Today’s post comes from National Archives volunteer Cynthia Peterman.
After the allied victory in World War II, the United States played a pivotal role in rebuilding Europe both physically and culturally. Programs such as the Marshall Plan were designed to rebuild Europe’s economy, and indirectly the US economy, with stimulus aid and necessary provisions such as food, fuel, and other staples.
Part of this humanitarian effort included developing cultural programs that served to boost morale in war-torn populations, as well as to create a positive international perception of America. The United States Information and Educational Exchange Act – popularly known as the Smith-Mundt Act – was passed in 1948 to “promote a better understanding of the United States in other countries, and to increase mutual understanding.”
International efforts included sending out bookmobiles with materials and programs for cultural enrichment. (For more on the history of bookmobiles both in the United States and abroad, read “Mobile Libraries: Culture on the Go“ on our sister blog the “Unwritten Record.”)
Cultural Diplomacy took on new meaning during the Cold War when the relationship between the United States and the Soviet Union soured. The Government created movies (such as “Wealth of a Nation”), radio programs (Voice of America), and direct service programs (the Peace Corps) in order to counter Soviet influence and communicate the superiority of American freedoms over the tyranny of communism.
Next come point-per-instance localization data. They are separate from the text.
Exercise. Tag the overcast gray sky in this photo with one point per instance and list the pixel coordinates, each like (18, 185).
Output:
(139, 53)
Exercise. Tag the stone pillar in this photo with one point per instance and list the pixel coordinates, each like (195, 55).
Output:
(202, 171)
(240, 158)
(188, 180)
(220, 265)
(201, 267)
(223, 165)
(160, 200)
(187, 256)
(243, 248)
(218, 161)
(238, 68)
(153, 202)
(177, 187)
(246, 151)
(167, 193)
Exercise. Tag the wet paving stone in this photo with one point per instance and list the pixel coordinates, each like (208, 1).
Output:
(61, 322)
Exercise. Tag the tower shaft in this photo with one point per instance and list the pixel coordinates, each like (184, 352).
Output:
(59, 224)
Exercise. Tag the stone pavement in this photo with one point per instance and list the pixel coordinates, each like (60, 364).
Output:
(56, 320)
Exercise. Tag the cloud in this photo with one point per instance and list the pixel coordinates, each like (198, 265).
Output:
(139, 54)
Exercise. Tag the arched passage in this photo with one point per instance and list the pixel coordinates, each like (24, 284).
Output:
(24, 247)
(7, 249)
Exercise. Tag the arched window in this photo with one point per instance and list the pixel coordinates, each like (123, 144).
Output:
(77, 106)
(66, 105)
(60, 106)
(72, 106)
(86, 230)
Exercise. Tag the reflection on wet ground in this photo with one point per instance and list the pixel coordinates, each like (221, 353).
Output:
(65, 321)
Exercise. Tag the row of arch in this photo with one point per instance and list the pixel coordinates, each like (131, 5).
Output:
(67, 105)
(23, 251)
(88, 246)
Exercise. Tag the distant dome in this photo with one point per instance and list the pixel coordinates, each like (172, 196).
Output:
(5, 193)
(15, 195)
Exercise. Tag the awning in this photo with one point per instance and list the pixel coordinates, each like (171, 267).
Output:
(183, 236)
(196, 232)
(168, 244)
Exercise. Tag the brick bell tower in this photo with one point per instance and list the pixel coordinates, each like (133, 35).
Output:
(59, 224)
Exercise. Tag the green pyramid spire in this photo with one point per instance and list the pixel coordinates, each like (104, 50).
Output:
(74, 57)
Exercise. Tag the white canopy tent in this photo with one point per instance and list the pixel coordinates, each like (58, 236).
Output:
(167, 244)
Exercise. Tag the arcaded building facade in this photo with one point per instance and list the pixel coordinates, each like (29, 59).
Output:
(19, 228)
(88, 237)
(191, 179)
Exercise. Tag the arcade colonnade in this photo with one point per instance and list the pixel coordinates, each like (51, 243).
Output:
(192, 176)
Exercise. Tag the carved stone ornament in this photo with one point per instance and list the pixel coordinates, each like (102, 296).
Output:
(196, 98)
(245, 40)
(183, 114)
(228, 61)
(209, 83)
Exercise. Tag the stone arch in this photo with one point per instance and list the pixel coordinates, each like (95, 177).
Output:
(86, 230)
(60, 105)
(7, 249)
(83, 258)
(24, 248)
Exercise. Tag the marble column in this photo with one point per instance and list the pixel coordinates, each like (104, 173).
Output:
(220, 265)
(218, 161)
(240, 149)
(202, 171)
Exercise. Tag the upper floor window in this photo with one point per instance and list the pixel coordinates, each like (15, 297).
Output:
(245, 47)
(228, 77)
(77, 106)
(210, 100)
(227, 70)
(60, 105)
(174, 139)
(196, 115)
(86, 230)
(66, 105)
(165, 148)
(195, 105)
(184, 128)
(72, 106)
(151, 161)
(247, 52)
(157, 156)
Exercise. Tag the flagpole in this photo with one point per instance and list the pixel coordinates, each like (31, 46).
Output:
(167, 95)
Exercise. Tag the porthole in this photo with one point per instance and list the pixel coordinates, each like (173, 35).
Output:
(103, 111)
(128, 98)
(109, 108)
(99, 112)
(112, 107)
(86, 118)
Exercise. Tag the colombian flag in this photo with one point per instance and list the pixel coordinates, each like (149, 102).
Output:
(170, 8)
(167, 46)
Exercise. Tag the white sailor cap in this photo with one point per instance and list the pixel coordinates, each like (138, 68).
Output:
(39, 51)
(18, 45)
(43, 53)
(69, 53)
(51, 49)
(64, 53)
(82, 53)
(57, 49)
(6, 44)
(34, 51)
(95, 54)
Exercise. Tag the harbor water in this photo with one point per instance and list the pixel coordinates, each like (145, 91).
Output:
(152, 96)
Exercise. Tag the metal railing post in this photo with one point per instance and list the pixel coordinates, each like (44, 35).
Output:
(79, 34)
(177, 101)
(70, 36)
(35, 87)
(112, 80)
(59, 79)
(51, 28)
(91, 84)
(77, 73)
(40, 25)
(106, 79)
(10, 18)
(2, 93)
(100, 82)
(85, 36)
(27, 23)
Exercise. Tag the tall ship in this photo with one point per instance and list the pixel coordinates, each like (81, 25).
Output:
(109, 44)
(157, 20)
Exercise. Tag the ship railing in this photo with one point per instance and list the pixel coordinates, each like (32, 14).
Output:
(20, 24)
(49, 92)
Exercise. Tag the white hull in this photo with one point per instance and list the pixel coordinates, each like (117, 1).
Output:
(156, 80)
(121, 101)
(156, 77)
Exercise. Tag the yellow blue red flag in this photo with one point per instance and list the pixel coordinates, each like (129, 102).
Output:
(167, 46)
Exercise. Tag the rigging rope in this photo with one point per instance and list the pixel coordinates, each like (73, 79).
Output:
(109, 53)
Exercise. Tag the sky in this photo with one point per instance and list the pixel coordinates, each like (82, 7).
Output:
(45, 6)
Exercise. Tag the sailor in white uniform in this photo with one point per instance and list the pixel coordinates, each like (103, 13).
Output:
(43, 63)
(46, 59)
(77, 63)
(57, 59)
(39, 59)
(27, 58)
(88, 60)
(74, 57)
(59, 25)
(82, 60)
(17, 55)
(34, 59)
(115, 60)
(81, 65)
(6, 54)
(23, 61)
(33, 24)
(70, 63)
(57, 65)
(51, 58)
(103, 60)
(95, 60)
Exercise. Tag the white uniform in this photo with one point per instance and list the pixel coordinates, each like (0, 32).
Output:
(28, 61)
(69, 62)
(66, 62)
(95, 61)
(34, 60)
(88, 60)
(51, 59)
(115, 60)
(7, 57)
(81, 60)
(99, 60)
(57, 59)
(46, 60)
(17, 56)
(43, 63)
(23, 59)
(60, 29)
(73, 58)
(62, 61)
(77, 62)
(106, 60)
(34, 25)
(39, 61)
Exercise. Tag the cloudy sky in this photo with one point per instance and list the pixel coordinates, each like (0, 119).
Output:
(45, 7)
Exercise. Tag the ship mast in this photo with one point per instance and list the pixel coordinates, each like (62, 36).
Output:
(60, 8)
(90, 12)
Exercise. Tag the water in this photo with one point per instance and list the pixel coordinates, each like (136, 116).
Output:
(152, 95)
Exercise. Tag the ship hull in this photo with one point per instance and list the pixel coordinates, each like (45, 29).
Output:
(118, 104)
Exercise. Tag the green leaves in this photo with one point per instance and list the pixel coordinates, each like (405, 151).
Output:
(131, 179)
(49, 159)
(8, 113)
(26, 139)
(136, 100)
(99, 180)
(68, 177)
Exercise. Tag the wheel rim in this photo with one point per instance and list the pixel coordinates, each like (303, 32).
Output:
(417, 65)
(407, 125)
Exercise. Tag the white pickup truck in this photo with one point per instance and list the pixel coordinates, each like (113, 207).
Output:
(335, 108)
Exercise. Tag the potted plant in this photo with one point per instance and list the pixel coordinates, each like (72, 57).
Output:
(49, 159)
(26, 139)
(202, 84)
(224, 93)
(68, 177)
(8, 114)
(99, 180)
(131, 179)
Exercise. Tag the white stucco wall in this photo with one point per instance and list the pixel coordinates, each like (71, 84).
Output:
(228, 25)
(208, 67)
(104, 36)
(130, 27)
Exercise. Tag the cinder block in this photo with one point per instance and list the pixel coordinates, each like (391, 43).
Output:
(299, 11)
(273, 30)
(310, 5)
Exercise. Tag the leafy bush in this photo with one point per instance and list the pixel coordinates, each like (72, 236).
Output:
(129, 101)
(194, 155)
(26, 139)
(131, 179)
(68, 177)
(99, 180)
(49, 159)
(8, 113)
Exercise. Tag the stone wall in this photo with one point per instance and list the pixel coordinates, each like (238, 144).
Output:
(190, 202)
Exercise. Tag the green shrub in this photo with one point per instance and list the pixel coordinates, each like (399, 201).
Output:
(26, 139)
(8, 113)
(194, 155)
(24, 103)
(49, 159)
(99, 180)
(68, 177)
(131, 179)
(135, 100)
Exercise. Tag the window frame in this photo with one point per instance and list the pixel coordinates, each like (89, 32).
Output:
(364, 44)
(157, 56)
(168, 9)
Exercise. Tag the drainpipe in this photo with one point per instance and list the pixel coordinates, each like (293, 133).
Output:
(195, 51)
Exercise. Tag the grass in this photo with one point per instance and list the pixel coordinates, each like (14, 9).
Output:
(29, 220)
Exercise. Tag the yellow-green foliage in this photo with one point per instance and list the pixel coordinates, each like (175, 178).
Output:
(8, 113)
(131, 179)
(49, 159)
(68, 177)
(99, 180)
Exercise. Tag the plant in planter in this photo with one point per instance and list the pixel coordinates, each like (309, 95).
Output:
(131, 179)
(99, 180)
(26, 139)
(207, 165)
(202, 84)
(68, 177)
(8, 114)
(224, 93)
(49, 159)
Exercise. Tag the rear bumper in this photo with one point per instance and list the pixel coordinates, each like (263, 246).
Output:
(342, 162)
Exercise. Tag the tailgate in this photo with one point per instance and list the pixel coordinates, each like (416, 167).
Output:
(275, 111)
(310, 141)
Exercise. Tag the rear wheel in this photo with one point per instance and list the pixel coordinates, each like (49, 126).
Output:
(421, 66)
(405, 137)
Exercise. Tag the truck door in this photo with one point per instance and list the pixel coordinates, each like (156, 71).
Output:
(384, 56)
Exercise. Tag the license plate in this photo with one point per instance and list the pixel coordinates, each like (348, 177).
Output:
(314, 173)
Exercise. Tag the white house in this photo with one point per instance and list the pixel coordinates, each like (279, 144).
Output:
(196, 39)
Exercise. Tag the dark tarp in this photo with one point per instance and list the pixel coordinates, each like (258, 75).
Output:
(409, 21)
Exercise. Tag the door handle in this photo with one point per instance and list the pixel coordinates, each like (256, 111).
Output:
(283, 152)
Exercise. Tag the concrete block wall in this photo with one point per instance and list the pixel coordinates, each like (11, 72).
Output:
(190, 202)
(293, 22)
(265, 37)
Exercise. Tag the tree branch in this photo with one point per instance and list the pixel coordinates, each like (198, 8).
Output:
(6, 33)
DocsTeach, the online tool for teaching with documents from the National Archives, offers a number of learning activities using Federal Government documents from this period.
Cultural Diplomacy and the Smith-Mundt Act is an activity that uses photographs and historical documents and asks students to explore initiatives such as the Peace Corps in promoting US goals abroad.
In Cultural Diplomacy and Propaganda During the Cold War, students study photographs, documents, and film clips to evaluate and assess U.S. diplomatic goals during the Cold War.